Visiting the concentration camps with a fair amount of information about the extermination of jews, you get the feeling that the land is haunted and loaded with negative energy below you. However, Ignoring other “human tragedies,” either by excluding them or by simply mentioning them in passing, sends an implicit message that such historical events and their victims are not as important as the Holocaust.
« Arbeit macht frei », is the first words you spot above the entrance gate of the camp. With the knowledge we have about the German Nazis, I felt strong empathy toward the people who were killed in the gaz chambers inside. I felt the heaviness of the ground beneath me while walking. I could not even visit all the blocks since there were more than 20 blocks.
The museum organizers have succeeded to keep all the prisoners’ belongings such as bags, jackets, glasses and clothes. The most shocking part was the block where they kept their hairs all together in one place. I was in a complete shock when I left the camp.
When you come to Autschivtz remember you are at the site where over 1 million people were killed. Respect their memory. There are better places to learn how to walk on a balance beam than the site which symbolizes deportation of hundreds of thousands to their deaths.Autschivtz Museum officials tweeted
The fact that I have come to learn that Polish people were also exterminated along with jews, made me think about the other genocides that had taken place in different parts of the world. Yes, it was a humanist tragedy for the jews, but we cannot deny the fact that it has overshadowed other tragedies which had preceded the holocaust or the ones which came after.
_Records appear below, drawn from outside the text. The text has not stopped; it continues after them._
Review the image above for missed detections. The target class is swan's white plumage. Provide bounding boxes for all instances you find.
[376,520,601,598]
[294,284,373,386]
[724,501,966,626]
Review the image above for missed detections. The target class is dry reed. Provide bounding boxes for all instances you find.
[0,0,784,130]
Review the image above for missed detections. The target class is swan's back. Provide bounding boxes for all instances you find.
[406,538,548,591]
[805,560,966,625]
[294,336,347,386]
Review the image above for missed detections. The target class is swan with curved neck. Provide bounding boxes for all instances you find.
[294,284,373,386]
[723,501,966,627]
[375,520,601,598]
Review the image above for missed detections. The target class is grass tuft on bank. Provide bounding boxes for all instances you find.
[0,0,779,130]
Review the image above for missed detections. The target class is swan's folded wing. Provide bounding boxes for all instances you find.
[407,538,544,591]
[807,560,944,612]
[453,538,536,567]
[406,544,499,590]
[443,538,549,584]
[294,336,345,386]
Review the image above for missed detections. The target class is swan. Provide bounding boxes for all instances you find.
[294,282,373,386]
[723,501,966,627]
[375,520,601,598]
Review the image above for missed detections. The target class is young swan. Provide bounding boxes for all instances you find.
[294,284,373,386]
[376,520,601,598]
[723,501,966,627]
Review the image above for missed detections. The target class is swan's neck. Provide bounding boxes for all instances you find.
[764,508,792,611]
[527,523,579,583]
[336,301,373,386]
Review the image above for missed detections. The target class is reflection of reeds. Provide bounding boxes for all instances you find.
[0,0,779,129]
On a basic level, it is obvious that if students do not learn about other genocides, they may assume that the Holocaust was simply an aberration of history.Eisner, « Null Curriculum »
The attention given to the holocaust is useful but it disconcerts the inclusion of other genocides which might be equally important. For instance, there is the Armenian genocide (1915-1919), the Soviet manmade famine in the Ukraine (1932-1933), the Bangladesh genocide (1971), the Cambodian genocide (1975-1979), the Bosnian genocide (early to mid-1990s), the Rwanda genocide (1994), and the genocide in Kosovo (late 1990s).